In some cases, if a parent leaves a child in a car unattended, and the child does not pass away, the parent may face additional consequences for their actions. This can include intervention from child protective services (CPS), who may take steps such as taking the child away from the parent. The parent might also lose other parental rights, such as:

  • Loss of child custody rights; and/or
  • Loss of child visitation rights.

Lastly, the person might also face charges of child endangerment, child neglect, or child abuse. Serious cases may result in reckless endangerment charges as well. 

Are there any Defenses to Leaving a Child Unattended in a Car?

A person who is facing legal issues due to leaving a child unattended in a car might have some legal defenses available to them. These will of course depend on each individual case, as each case may have different facts surrounding the incident. State laws may also differ with regard to the application of legal defenses.

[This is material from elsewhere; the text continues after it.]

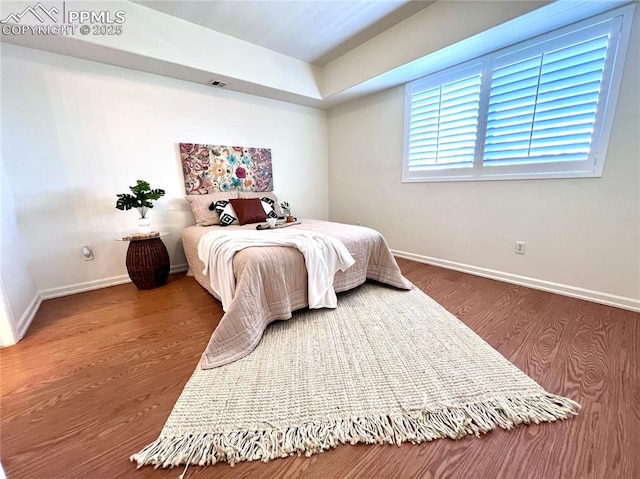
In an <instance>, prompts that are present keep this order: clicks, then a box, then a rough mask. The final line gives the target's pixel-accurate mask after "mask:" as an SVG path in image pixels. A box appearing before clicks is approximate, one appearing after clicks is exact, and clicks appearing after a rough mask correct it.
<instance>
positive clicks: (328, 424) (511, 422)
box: [130, 393, 581, 468]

Some legal defenses that might be available in these types of cases can include:

  • Emergency/Necessity: It may be a defense if the person left the child unattended in a car because there was an emergency situation, or if they did it out of necessity. 
    • An example of this is if there is a natural disaster or some kind of impending danger that caused the child to be separated from the adult and left in the car; 
  • Coercion: It may be a legal defense if the person left the child unattended in a vehicle because they were forced to do so under the threat of harm. 
    • For instance, if the parent or adult was held at gunpoint and forced to be moved away from their car with the child still in it, they may be able to raise this as a defense in a court of law. A similar situation is where a person is robbed or was part of a carjacking situation, and they were separated from the car with the child or infant still in it; 
  • Intoxication: Some jurisdictions may allow intoxication as a type of legal defense, especially in cases where the intoxication affected the person’s ability to act willfully or intentionally. The case may be strengthened if the person was intoxicated apart from their own choice or knowledge (for instance, if someone slipped them a pill or other substance); 
  • Insanity: This defense may be raised if the person was suffering from severe mental illness or defect at the time of the incident. In most cases, this defense is based on conditions or illnesses that affect the person’s ability to form the willful intent that is needed for committing certain offenses. 
    • However, note that this defense is difficult to prove in many cases. It can also be a risk to raise this in court, as the person might face other consequences such as mandatory medical/psychological treatment. Treatment can sometimes take longer than an actual jail or prison sentence.
    • Also, the person will then have a record of having a mental disease or defect, which can affect other areas of their life as well. They may also lose custody of the child if the court determines that their mental state is not suitable for them to care for a child. 

Should I Hire a Lawyer if I’m Criminally Charged for Leaving a Child in a Car?

Child endangerment is a serious charge that can lead to jail time, and possibly a Child Protective Services investigation that may result in the placement of your child or children in foster care. 

Because of the serious repercussions that can occur from leaving a child in an unattended car, it is wise to seek counsel from a criminal lawyer, who can help explain your rights to you and help you formulate a defense strategy.